During that period, Killefer and her husband, an economics professor, had two nannies to help care for their teenage son and daughter, and she had a personal assistant to run things when she was on the road, she told Harvard business students back then.
Bobby Tucker, chief of D.C.'s unemployment insurance tax division, said filing tax liens is "not a common practice" for his office. D.C. law authorizes such liens when an employer "neglects and refuses" to pay the levy that helps pay for unemployment benefits for those laid off or fired. Tucker said his auditors have discretion to use tax liens based on "the number of attempts to collect contributions owed, whether or not the employer responds to written attempts, phone calls and-or in-person visits" to collect the tax.
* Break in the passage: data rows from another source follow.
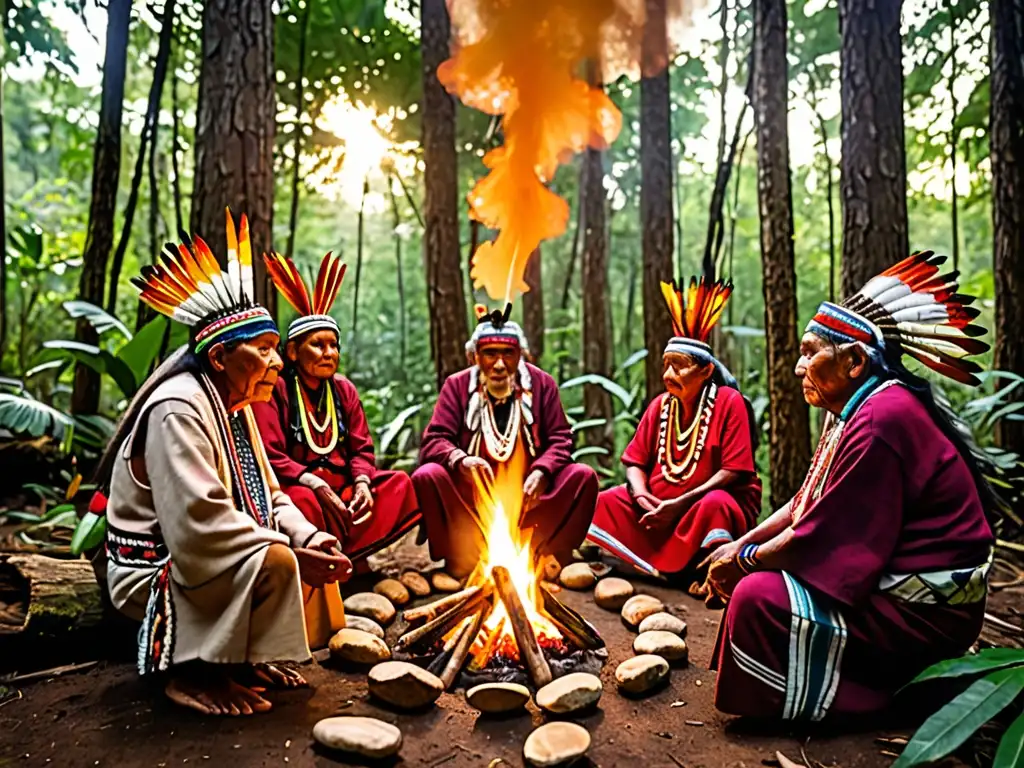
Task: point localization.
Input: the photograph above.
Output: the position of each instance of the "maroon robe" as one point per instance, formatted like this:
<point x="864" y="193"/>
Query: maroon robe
<point x="394" y="510"/>
<point x="560" y="518"/>
<point x="719" y="516"/>
<point x="889" y="576"/>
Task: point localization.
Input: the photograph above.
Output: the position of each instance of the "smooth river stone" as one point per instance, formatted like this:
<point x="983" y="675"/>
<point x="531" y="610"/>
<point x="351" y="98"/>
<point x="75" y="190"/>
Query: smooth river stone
<point x="443" y="583"/>
<point x="639" y="607"/>
<point x="371" y="605"/>
<point x="415" y="583"/>
<point x="664" y="644"/>
<point x="664" y="623"/>
<point x="393" y="590"/>
<point x="569" y="693"/>
<point x="367" y="736"/>
<point x="640" y="674"/>
<point x="495" y="697"/>
<point x="358" y="646"/>
<point x="366" y="625"/>
<point x="611" y="594"/>
<point x="555" y="743"/>
<point x="578" y="577"/>
<point x="404" y="685"/>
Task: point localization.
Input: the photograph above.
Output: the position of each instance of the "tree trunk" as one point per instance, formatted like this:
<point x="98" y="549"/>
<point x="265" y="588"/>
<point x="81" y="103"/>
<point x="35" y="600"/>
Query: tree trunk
<point x="235" y="130"/>
<point x="532" y="305"/>
<point x="445" y="296"/>
<point x="105" y="172"/>
<point x="1007" y="143"/>
<point x="873" y="161"/>
<point x="655" y="194"/>
<point x="790" y="444"/>
<point x="596" y="308"/>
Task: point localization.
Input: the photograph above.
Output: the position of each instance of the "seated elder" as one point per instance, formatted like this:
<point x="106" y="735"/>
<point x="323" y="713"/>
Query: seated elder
<point x="488" y="418"/>
<point x="878" y="567"/>
<point x="202" y="545"/>
<point x="316" y="434"/>
<point x="690" y="479"/>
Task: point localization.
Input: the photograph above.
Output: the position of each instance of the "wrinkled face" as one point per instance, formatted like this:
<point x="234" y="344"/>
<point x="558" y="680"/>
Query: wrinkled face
<point x="684" y="376"/>
<point x="498" y="366"/>
<point x="315" y="354"/>
<point x="249" y="371"/>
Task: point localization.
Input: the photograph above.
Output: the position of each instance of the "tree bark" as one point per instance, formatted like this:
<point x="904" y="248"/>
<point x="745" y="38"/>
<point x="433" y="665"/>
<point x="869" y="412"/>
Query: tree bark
<point x="790" y="442"/>
<point x="105" y="172"/>
<point x="1007" y="146"/>
<point x="655" y="193"/>
<point x="532" y="305"/>
<point x="445" y="294"/>
<point x="235" y="130"/>
<point x="873" y="161"/>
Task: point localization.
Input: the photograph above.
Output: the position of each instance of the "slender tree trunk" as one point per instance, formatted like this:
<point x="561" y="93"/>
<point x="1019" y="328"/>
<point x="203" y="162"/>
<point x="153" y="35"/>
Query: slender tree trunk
<point x="596" y="309"/>
<point x="147" y="139"/>
<point x="790" y="445"/>
<point x="655" y="193"/>
<point x="873" y="161"/>
<point x="1007" y="146"/>
<point x="445" y="296"/>
<point x="235" y="130"/>
<point x="107" y="170"/>
<point x="532" y="305"/>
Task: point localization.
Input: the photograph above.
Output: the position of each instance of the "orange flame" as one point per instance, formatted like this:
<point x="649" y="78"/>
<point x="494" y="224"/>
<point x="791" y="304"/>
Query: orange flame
<point x="524" y="59"/>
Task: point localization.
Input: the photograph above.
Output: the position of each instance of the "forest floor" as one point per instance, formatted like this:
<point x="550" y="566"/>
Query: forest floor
<point x="108" y="717"/>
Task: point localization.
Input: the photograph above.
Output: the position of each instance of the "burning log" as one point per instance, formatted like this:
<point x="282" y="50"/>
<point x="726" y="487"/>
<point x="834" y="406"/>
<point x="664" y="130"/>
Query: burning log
<point x="434" y="630"/>
<point x="432" y="610"/>
<point x="569" y="623"/>
<point x="529" y="650"/>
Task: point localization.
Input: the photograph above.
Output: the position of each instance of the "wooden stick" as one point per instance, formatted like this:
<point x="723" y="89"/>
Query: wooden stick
<point x="432" y="610"/>
<point x="525" y="638"/>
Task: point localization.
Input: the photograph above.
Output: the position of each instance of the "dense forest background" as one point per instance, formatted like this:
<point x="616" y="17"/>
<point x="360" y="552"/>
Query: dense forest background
<point x="335" y="112"/>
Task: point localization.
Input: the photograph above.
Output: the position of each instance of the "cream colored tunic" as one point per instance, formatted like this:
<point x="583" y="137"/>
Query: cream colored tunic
<point x="184" y="499"/>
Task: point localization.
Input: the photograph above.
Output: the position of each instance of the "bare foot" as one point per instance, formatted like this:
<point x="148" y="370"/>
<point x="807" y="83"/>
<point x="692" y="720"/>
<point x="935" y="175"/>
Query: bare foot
<point x="210" y="691"/>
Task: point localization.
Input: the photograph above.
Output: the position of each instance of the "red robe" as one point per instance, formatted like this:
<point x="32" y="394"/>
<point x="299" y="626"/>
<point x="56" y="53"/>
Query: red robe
<point x="719" y="516"/>
<point x="558" y="521"/>
<point x="394" y="511"/>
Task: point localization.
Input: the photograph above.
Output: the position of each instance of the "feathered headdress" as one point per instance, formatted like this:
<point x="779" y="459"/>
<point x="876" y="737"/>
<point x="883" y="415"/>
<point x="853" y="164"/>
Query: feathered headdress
<point x="694" y="315"/>
<point x="910" y="309"/>
<point x="188" y="285"/>
<point x="312" y="313"/>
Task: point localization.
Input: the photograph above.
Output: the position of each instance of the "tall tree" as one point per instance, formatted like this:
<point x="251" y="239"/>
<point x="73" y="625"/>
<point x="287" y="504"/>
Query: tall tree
<point x="445" y="296"/>
<point x="105" y="173"/>
<point x="872" y="183"/>
<point x="790" y="444"/>
<point x="1007" y="146"/>
<point x="655" y="190"/>
<point x="532" y="305"/>
<point x="235" y="130"/>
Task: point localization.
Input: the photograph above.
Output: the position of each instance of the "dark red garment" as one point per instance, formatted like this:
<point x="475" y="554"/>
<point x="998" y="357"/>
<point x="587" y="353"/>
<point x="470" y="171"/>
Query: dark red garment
<point x="559" y="520"/>
<point x="395" y="511"/>
<point x="719" y="516"/>
<point x="898" y="501"/>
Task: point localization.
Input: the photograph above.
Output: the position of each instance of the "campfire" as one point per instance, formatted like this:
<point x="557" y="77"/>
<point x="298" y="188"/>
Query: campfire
<point x="506" y="626"/>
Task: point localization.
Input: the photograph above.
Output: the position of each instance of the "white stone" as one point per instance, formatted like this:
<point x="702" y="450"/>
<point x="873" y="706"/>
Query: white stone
<point x="640" y="674"/>
<point x="569" y="693"/>
<point x="664" y="644"/>
<point x="404" y="685"/>
<point x="555" y="743"/>
<point x="371" y="605"/>
<point x="367" y="736"/>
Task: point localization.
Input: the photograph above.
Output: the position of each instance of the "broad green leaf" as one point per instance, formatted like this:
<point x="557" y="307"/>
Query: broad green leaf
<point x="955" y="722"/>
<point x="1011" y="752"/>
<point x="988" y="659"/>
<point x="89" y="534"/>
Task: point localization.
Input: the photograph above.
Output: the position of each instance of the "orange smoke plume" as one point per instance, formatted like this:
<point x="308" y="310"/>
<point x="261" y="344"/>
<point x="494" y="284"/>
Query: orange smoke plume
<point x="525" y="60"/>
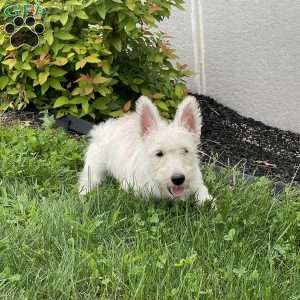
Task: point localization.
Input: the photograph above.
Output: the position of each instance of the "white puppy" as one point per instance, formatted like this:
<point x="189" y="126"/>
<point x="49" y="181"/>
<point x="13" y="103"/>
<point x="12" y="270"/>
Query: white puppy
<point x="143" y="151"/>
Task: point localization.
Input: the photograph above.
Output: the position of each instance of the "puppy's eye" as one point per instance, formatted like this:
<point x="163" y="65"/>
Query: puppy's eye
<point x="159" y="154"/>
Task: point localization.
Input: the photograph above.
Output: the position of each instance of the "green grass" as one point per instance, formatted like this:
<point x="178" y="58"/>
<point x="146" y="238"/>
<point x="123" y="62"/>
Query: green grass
<point x="112" y="245"/>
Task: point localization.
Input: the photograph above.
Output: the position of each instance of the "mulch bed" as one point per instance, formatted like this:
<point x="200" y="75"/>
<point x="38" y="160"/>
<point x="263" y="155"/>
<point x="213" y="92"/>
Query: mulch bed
<point x="254" y="146"/>
<point x="229" y="139"/>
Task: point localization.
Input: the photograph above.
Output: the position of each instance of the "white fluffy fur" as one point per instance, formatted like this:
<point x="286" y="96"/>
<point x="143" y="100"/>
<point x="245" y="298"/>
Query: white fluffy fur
<point x="127" y="148"/>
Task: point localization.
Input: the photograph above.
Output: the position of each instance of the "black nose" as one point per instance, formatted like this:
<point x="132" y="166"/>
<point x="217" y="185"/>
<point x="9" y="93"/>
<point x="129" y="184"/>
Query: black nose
<point x="178" y="179"/>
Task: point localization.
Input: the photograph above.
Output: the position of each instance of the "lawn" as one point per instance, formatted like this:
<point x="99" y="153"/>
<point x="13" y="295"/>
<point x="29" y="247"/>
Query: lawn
<point x="112" y="245"/>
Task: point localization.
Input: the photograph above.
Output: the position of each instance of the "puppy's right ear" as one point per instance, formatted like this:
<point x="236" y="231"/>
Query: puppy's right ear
<point x="148" y="115"/>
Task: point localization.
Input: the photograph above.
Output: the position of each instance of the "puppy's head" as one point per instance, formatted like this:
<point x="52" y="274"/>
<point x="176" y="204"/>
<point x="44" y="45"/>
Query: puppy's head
<point x="171" y="148"/>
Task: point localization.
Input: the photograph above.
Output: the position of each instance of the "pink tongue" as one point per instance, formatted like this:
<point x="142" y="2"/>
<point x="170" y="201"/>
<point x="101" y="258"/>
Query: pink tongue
<point x="177" y="191"/>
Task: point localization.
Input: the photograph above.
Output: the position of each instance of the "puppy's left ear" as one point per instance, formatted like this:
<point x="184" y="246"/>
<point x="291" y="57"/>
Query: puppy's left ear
<point x="188" y="115"/>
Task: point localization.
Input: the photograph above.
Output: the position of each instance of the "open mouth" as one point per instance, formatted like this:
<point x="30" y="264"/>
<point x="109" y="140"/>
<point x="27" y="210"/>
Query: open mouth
<point x="176" y="191"/>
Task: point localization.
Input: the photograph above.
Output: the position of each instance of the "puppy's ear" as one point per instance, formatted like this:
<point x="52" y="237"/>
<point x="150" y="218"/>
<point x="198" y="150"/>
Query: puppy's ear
<point x="148" y="115"/>
<point x="188" y="115"/>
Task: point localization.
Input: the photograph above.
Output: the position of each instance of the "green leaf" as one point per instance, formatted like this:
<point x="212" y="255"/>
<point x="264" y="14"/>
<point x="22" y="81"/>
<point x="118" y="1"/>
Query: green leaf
<point x="11" y="62"/>
<point x="150" y="19"/>
<point x="131" y="4"/>
<point x="65" y="36"/>
<point x="3" y="82"/>
<point x="57" y="72"/>
<point x="55" y="83"/>
<point x="79" y="100"/>
<point x="64" y="19"/>
<point x="2" y="39"/>
<point x="116" y="114"/>
<point x="25" y="55"/>
<point x="180" y="90"/>
<point x="85" y="107"/>
<point x="117" y="43"/>
<point x="26" y="66"/>
<point x="80" y="64"/>
<point x="138" y="81"/>
<point x="61" y="101"/>
<point x="101" y="10"/>
<point x="230" y="235"/>
<point x="13" y="91"/>
<point x="92" y="59"/>
<point x="45" y="88"/>
<point x="162" y="105"/>
<point x="106" y="67"/>
<point x="49" y="37"/>
<point x="43" y="76"/>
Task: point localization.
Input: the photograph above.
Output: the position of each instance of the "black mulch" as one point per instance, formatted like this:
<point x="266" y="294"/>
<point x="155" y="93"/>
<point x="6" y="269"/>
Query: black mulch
<point x="254" y="146"/>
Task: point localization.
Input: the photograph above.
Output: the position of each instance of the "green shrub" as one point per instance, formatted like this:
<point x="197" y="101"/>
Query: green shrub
<point x="94" y="59"/>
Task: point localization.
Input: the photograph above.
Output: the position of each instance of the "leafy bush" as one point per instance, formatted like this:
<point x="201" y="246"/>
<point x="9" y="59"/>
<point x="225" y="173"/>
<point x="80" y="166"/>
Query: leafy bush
<point x="94" y="59"/>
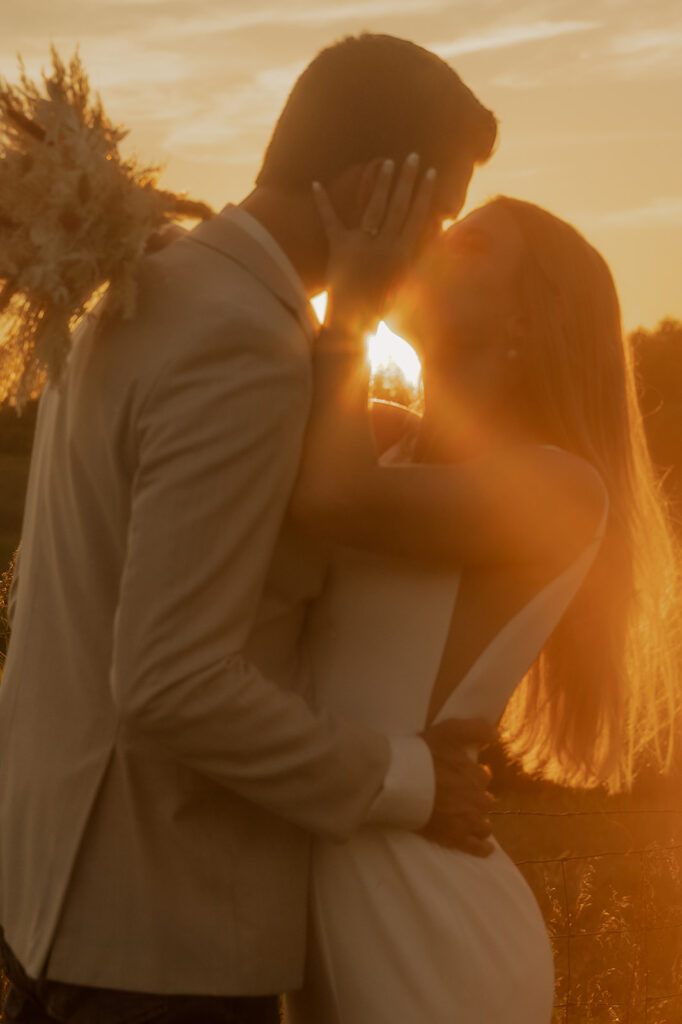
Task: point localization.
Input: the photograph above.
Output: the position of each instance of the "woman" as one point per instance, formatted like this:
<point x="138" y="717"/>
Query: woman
<point x="509" y="558"/>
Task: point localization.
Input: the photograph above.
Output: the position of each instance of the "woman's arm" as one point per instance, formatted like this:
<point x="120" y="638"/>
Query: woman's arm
<point x="518" y="504"/>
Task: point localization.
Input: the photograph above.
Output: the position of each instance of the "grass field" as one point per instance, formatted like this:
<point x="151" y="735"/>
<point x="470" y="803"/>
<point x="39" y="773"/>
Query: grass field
<point x="606" y="871"/>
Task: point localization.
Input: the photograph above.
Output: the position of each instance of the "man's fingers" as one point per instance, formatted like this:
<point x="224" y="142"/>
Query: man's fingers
<point x="401" y="200"/>
<point x="328" y="214"/>
<point x="376" y="208"/>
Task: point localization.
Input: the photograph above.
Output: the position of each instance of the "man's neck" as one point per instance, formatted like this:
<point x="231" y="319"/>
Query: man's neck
<point x="292" y="220"/>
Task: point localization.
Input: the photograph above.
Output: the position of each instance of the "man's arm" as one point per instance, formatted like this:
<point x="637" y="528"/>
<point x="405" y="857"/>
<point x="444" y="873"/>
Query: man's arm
<point x="219" y="440"/>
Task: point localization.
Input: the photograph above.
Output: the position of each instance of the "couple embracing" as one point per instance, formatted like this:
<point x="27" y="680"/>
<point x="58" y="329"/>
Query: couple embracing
<point x="260" y="630"/>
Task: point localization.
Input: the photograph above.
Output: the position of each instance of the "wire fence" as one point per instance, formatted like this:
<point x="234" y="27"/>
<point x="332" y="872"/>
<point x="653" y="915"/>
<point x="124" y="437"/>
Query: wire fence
<point x="609" y="885"/>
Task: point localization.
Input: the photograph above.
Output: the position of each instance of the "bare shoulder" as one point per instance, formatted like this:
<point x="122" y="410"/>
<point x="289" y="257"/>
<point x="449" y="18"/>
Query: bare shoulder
<point x="390" y="422"/>
<point x="570" y="495"/>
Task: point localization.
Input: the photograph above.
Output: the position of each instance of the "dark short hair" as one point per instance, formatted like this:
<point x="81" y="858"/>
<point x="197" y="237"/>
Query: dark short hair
<point x="369" y="96"/>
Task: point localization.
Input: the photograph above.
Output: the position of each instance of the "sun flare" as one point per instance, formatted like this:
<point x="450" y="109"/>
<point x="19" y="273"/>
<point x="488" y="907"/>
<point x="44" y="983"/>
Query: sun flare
<point x="384" y="347"/>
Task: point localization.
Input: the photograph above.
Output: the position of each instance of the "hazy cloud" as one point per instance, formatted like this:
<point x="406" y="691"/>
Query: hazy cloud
<point x="510" y="35"/>
<point x="657" y="213"/>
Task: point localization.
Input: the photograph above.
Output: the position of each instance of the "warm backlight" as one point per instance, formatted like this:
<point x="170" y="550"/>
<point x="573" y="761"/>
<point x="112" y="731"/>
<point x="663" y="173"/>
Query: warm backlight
<point x="384" y="347"/>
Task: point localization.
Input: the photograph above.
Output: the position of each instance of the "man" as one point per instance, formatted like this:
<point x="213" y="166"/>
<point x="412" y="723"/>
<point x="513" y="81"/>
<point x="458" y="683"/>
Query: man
<point x="161" y="770"/>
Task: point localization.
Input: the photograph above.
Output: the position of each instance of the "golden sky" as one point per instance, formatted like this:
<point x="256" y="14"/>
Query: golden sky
<point x="588" y="92"/>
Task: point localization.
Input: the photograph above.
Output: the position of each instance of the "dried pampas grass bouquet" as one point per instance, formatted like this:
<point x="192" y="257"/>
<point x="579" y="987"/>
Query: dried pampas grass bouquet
<point x="75" y="217"/>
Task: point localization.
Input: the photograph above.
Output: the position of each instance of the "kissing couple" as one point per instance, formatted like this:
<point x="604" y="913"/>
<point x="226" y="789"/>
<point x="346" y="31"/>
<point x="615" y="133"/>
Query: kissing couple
<point x="261" y="629"/>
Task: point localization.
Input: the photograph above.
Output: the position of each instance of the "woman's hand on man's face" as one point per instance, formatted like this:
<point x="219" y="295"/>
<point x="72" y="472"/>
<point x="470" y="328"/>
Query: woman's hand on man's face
<point x="367" y="262"/>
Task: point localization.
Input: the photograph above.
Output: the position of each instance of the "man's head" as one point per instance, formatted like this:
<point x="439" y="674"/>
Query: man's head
<point x="370" y="97"/>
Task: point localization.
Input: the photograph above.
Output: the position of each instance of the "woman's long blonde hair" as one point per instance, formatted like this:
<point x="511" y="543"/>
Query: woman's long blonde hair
<point x="603" y="696"/>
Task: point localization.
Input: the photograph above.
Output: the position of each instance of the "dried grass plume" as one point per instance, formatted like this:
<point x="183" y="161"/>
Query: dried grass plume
<point x="75" y="216"/>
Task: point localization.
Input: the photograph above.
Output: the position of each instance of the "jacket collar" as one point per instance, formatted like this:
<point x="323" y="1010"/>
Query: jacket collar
<point x="223" y="233"/>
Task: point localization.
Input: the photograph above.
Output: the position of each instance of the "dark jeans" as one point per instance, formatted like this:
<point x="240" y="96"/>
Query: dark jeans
<point x="32" y="1000"/>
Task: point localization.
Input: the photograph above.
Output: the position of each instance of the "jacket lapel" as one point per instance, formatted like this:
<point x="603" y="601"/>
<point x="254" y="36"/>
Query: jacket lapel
<point x="227" y="238"/>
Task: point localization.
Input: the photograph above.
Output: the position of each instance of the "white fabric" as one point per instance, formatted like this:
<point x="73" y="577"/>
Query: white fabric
<point x="407" y="798"/>
<point x="402" y="930"/>
<point x="260" y="233"/>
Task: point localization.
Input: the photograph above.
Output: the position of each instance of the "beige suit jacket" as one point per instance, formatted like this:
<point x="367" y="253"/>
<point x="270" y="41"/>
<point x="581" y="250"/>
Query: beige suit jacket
<point x="157" y="790"/>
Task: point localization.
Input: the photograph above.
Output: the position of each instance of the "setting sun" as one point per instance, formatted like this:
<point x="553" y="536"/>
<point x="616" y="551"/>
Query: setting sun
<point x="384" y="347"/>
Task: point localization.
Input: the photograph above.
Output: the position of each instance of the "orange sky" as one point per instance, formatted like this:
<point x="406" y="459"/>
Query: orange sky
<point x="588" y="94"/>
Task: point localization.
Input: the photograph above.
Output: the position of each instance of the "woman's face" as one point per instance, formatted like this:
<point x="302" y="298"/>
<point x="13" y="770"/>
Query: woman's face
<point x="460" y="305"/>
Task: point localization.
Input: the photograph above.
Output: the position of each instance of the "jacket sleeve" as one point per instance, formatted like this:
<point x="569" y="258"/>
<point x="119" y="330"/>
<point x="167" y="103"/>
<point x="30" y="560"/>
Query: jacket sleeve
<point x="13" y="589"/>
<point x="218" y="448"/>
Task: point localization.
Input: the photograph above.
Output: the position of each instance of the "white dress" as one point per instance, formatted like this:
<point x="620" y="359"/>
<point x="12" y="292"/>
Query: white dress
<point x="403" y="931"/>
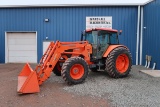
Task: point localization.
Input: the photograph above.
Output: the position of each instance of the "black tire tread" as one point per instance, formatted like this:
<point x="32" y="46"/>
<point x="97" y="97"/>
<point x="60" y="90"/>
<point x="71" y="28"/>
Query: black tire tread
<point x="110" y="62"/>
<point x="66" y="70"/>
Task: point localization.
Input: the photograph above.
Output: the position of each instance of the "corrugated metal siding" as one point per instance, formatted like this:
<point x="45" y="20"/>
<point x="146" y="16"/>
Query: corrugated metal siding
<point x="66" y="23"/>
<point x="151" y="37"/>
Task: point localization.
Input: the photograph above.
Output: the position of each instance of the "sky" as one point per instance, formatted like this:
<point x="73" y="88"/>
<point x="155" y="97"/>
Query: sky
<point x="73" y="2"/>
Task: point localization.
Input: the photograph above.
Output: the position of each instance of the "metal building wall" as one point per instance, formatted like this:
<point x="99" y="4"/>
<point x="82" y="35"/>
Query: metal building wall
<point x="151" y="35"/>
<point x="66" y="23"/>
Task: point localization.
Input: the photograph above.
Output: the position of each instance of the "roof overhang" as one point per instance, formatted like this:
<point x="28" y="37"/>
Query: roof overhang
<point x="66" y="3"/>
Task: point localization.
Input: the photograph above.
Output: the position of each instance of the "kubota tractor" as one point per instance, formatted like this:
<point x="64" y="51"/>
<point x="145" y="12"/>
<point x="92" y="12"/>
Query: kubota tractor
<point x="98" y="50"/>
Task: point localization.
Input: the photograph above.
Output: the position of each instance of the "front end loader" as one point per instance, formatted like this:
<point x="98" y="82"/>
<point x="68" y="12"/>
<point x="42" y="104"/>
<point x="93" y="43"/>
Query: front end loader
<point x="98" y="50"/>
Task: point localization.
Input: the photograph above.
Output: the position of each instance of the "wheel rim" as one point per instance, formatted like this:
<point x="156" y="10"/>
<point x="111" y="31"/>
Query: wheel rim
<point x="122" y="63"/>
<point x="77" y="71"/>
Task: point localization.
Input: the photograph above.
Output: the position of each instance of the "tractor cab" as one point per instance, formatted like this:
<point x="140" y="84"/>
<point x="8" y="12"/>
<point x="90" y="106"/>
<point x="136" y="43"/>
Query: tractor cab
<point x="100" y="39"/>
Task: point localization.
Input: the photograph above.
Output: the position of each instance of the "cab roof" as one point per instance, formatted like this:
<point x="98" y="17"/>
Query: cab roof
<point x="105" y="29"/>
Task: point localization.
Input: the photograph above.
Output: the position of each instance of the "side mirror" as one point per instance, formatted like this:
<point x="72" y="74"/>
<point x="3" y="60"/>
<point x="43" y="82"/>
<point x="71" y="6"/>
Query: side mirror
<point x="120" y="32"/>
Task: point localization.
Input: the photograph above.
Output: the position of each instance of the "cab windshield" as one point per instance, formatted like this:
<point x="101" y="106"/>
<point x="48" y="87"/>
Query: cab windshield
<point x="101" y="37"/>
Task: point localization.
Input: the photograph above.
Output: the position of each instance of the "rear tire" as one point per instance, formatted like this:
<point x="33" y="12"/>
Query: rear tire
<point x="118" y="62"/>
<point x="74" y="70"/>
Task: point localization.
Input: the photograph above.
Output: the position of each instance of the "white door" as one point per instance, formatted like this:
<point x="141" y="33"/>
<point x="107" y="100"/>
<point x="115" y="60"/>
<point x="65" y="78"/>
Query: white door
<point x="21" y="47"/>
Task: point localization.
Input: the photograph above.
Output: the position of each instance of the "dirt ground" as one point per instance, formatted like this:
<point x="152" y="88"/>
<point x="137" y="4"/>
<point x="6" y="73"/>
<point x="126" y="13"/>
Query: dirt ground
<point x="51" y="94"/>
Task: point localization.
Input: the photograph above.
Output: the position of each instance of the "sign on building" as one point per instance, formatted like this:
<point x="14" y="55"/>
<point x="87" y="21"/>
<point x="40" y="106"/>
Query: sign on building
<point x="98" y="22"/>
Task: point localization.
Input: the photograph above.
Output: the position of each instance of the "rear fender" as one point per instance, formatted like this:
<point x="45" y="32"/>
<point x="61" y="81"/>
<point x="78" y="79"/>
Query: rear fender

From today's Huffpo update:
It wasn't clear whether the administration was aware of Killefer's tax errors before Obama named her. Gibbs refused to say what administration vetters knew about the problem or when. Gibbs maintained that Obama has confidence in the vetting system. But late on the day Killefer was first named, an administration official asked an AP reporter how the AP had found the tax lien against her.
Not encouraging. Here we have the Treasury Secretary, for whom Mr. Obama fought hard, overseeing the IRS despite being a tax chiseler/cheat/ignoramus; the health care czar/presumptive HHS Secretary, who had Mr. Obama's full and repeated support as recently as yesterday; and the first "chief performance officer" of the Federal Government, all bloodied over tax issues.
Both the "stimulus" program and the bank rescue program are floundering. Different trial balloons and senatorial proposals come and go. Gone are the heady days after the election in which giddy Democrats agreed to work day and night to get a stimulus bill to the new President on or around Inauguration Day.
This blog has consistently argued that on the core financial matters of the day, which are the Great Recession and the insolvency of the money-center financial institutions, the Obama Administration was going to be similar to the Bush team. So it has gone. There was no plan other than to follow the Bush-Reid-Pelosi plan of last year to give a one-time tax break and to fiddle while the banks burned, and to also include a large amount of spending that is both unfunded and for the most part in line with traditional and modern Democratic priorities but is not customized to stimulate. And so the markets continue to meander; the hoped-for Obama-mania/FDR-JFK-style inspiration peaked on or before Election Day, perhaps when Mr. Obama began acting like the economic affairs President before he was inaugurated, and as usual, economic reality drives the markets. Hope is rapidly fading that Barack Obama can make the recessionary tides recede other than on their own pace. In the meantime, please ask yourself what to do with your money when you just know that Citigroup and Bank of America are insolvent, and Wells Fargo and JPMorgan Chase may be as well.
Barack Obama said on the campaign trail that Americans would have to tighten their belts. He should continue on that theme, especially now that Mr. Bush still is blamed by the public for the economy. We need an old-style capitalist society built on saving, not consumption, and therefore on equity, not debt. If Mr. Obama, who by multiple accounts is quite a bright and well-informed President, can propound that theme over and over again, he will find a receptive public. The rest will fall in place, no matter exactly what is done to the banks.